Rubalcaba se apuntaba otro tanto: otra de las recomendaciones, la mejora de la seguridad del Estado, había mejorado. En este sentido, se había puesto en marcha un Plan Operativo por el Comité Ejecutivo del Mando Unificado, CEMU, para modernizar la capacidad de la inteligencia en nuestro país. Un centro creado en 2004 y que había sido, a su vez, el germen del Centro Nacional de Coordinación Terrorista que ni siquiera existía. Las acciones políticas en este sentido se saldaban con la creación en la Comisaría General de Información de la Brigada de Análisis Estratégico y la Brigada de sistemas y ciberespacio cuya finalidad era perseguir el terrorismo islamista con independencia de planes específicos para la Policía y la Guardia Civil como el Plan de actuación contra explosivos o mayor presencia policial con 1.300 agentes dedicados al terrorismo islamista o el aumento de los intérpretes de 11 a 86 porque, como afirmó Rubalcaba, en este tema no tenemos límites: “lo que pedimos al Ministerio de Economía se nos da.

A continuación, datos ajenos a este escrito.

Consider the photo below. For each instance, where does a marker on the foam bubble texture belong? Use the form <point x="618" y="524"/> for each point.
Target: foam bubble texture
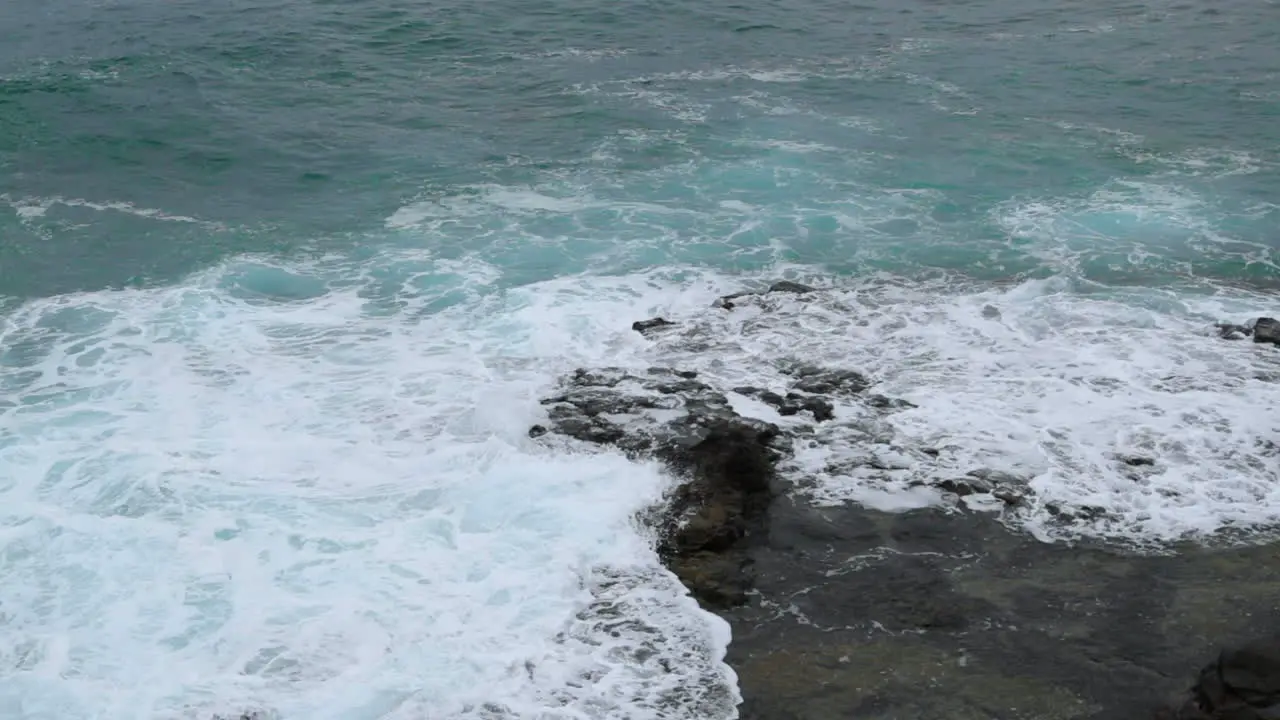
<point x="218" y="500"/>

En esta parcela, aunque sí en otras, no tenemos límites presupuestarios”.

También siguiendo las recomendaciones de la comisión, se había mejorado la colaboración antiterrorista entre las diferentes fuerzas de seguridad. “No se puede tener un Centro Nacional de Inteligencia si no actúa en coordinación con otros centros y eso es lo que pasaba en la época anterior”. Sin embargo, poco se ha adelantado en la inclusión de las fuerzas policiales autonómicas vasca y catalanas en dicho centro o en la la Europol, como se encargó de recordarle el diputado del PNV, Emilio Olabarría

Rubalcaba se dejó muchas cosas en el tintero que se encargaron de recordarle otros grupos políticos como el PNV, CIU o ERC. En el equipaje se dejaron la “regulación de los confidentes policiales o de algunas medias en materias de asistencia a las víctimas”. “De las 17 recomendaciones en este punto-dijo Olabarría-sólo nos ha contestado cinco”. Tampoco contestó a la incomparecencia del presidente del Gobierno, José Luis Rodríguez Zapatero, en el Congreso para informar de la estrategia en política antiterrorista islámica que, según se dispuso en la citada comisión debía producirse cada dos años.

Aunque no tenía mucho que ver con el tema del debate, el diputado de ERC, Joan Tardá le inquirió sobre la conveniencia de la visita de los Reyes a Ceuta y Melilla. Rubalcaba no se salió de la tangente y le respondió que la agenda de la Casa Real la decidía el Rey y él la respetaba.

Pero el que se salió del discurso fue el diputado, Jorge Fernández, que rompió el silencio mantenido por su grupo político en estos últimos días. Desde la serenidad, alegó, podían contar con el PP. “La sentencia es buena y la respetamos, pero si lo que pretenden es utilizarla como un boomerang contra el PP, nos encontrarán”. Y, a continuación, enumeró las declaraciones “injuriosas” de los socialistas contra su grupo tras la sentencia y se remontó aún más a la época de los GAL, para argumentar que, al menos su partido, se atenía al Estado de Derecho. Sin embargo, a él se le quedaron en el tintero analizar el cumplimiento de las recomendaciones de la comisión, objeto de la comparecencia.